India's Catholics and Protestants jointly observed Nov. 11 as Dalit Liberation Sunday with liturgy and activities urging an end to discrimination suffered by people of lower-caste origins within the church and society. Bishop Sarat Chandra Nayak, chairman of the Indian bishops' office for people of socially poor castes and tribes, asked people to remember the 100 poor Christians killed in anti-Christian violence in Odisha state's Kandhamal 10 years ago. The observation is a "call to the whole Christian community to renew our faith, to awaken our consciousness to be the voice of the voiceless and to stand with vulnerable Dalits in society," he said in his message. Since 2007, the National Council of Churches in India
(NCCI) — a forum of Protestant and Orthodox churches — and the Catholic Bishops' Conference of India have observed the second Sunday of November as the day to celebrate Christians from Dalit groups. The Sanskrit word Dalit, meaning trampled upon, is used to denote people belonging to former untouchable castes considered outside India's four-tier caste system. Although untouchability was abolished in 1950, Dalit leaders say social discrimination continues in several forms.
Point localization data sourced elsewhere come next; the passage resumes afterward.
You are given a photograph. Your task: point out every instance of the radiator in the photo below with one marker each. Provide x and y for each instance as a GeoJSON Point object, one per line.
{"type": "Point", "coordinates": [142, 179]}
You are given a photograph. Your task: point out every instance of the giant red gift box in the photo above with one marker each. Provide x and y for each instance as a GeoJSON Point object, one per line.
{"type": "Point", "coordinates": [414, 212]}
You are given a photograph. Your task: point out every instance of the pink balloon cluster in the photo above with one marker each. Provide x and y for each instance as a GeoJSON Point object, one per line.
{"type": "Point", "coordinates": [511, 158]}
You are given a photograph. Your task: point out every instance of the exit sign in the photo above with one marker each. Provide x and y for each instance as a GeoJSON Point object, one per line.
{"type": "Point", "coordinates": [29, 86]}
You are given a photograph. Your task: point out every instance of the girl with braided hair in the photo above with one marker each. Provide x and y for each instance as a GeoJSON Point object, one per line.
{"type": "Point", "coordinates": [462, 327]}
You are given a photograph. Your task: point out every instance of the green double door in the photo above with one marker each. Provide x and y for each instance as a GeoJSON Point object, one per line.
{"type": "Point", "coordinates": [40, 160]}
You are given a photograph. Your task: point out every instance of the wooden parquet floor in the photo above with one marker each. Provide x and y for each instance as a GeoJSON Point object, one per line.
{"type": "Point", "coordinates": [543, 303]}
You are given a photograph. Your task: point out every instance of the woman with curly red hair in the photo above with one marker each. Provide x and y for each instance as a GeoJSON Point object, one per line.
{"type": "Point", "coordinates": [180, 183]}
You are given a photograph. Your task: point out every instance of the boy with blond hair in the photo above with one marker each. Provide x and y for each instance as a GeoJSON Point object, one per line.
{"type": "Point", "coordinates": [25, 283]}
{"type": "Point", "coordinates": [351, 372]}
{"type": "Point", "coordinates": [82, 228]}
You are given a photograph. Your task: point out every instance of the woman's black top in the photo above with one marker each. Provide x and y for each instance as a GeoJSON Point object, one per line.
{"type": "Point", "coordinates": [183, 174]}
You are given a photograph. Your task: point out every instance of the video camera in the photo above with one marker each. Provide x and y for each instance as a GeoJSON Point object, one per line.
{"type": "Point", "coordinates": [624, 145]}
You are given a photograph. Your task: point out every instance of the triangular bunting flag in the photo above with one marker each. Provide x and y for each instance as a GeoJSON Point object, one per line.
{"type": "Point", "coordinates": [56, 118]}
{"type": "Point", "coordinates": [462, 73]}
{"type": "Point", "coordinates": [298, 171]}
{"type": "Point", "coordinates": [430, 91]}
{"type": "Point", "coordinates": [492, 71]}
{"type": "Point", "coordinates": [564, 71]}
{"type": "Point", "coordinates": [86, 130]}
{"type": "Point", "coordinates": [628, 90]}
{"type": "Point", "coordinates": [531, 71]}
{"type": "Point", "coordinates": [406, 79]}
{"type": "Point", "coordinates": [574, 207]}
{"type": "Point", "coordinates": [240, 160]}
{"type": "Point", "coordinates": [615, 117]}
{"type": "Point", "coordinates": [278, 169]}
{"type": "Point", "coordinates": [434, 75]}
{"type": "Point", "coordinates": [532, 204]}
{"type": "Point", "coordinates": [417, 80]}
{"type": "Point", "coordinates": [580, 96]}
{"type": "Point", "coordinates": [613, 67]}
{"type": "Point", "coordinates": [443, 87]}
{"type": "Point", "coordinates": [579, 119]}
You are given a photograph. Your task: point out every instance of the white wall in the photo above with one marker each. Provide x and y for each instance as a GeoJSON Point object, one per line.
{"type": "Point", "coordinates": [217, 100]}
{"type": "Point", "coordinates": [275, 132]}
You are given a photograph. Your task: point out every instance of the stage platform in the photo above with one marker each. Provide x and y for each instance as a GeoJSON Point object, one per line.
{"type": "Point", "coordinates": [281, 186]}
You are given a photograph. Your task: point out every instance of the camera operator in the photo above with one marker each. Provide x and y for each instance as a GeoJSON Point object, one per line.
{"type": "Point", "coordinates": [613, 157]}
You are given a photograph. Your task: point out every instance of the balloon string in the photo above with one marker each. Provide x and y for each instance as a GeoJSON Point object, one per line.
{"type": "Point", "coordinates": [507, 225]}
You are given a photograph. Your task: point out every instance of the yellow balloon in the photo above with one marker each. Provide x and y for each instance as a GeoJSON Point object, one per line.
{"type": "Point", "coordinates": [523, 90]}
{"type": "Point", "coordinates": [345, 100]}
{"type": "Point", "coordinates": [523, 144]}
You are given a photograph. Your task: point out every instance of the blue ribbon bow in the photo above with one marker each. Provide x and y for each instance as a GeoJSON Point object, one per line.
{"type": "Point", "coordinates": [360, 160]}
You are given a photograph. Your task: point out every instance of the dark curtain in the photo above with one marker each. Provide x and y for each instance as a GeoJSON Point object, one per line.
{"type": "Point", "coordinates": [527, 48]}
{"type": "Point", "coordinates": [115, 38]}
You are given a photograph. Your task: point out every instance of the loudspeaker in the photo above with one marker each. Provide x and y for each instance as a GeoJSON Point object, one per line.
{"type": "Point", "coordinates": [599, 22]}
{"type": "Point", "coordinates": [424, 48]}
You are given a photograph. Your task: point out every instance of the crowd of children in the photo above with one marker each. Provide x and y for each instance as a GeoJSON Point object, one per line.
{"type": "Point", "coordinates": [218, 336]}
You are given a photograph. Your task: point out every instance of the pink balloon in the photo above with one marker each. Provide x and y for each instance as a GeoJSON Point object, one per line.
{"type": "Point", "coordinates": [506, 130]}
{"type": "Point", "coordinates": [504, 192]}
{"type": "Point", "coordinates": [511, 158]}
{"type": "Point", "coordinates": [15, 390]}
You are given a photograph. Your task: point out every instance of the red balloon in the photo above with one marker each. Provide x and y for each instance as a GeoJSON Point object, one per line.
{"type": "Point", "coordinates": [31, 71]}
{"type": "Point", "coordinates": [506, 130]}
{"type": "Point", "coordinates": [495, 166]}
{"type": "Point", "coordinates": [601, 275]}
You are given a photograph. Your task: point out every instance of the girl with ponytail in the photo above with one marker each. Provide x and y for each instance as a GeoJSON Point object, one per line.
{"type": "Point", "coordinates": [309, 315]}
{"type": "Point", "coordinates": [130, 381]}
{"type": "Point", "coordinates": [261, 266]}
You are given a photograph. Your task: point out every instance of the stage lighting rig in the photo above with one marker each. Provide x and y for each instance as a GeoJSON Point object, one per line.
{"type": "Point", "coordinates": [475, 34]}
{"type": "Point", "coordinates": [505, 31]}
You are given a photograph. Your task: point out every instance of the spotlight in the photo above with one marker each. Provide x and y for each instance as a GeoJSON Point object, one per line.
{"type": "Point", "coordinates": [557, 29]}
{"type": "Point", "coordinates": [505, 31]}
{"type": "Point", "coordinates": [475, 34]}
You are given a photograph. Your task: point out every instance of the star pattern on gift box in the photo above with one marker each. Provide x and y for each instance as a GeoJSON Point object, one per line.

Hundreds of Dalit people joined Christianity to escape the rigid caste system and they are estimated to number some 30 percent of India's 27 million Christians. Together with tribal people, who also form about 30 percent, these socially and economically poor groups constitute the majority of Indian Christians. Dalit Liberation Sunday aims to bring people's attention to discrimination against Christian Dalit people, both within the church and society, Bishop Nayak said. Dalit leaders say their people are not included in most church decision-making bodies and face discrimination by being given separate parishes, feasts and localities, including exclusive spaces for them in churches and even some cemeteries. NCCI general secretary Roger Gaikwad said the injustice of the caste system
continues. "One keeps hearing stories of Dalits being denied access to well water, entry into temples, quality education and basic healthcare and employment opportunities. Women are being raped and Dalit men murdered." National Crime Records Bureau data showed that the number of crimes reported against Dalits rose from 38,670 in 2015 to 40,801 in 2016. Dalit people often face violence. Bishop Nayak said the anti-Christian violence in Kandhamal in 2008
was an expression of social intolerance against the empowerment of Dalits. "They were very poor Dalits and tribals who were simply massacred. We cannot forget their witness of faith," the bishop said. The ecumenical observance had as its theme, "As for Me and My Household, We will serve the Lord," taken from the Book of Joshua. It was also the theme of the 10th anniversary observance of anti-Christian violence in Kandhamal. In New Delhi, Bishop Theodore Mascarenhas, secretary-general of the bishops' conference, joined several prelates for a liturgy remembering the Dalit people through its readings, homily and prayers. Two visiting African priests from the Nyeri Archdiocese in Kenya were among the concelebrants. Father Z. Devasagayaraj, secretary of the bishops' office for Dalit and tribal people, told ucanews.com that discrimination against Dalit people is an issue for the whole Catholic Church and all churches in India. He said parishes across India adapted the Sunday liturgy with a focus on Dalit rights and the discrimination they face in India. Bishop Mascarenhas said the day is "important for us because at least once in a year we think of the Dalits in a more focused way. The one remembrance should last throughout the year." Pradip Bansrior, executive secretary of the NCCI office for Dalits and tribal people, told ucanews.com that "the concerns of Dalit people are an issue challenging the core of our faith and Gospel."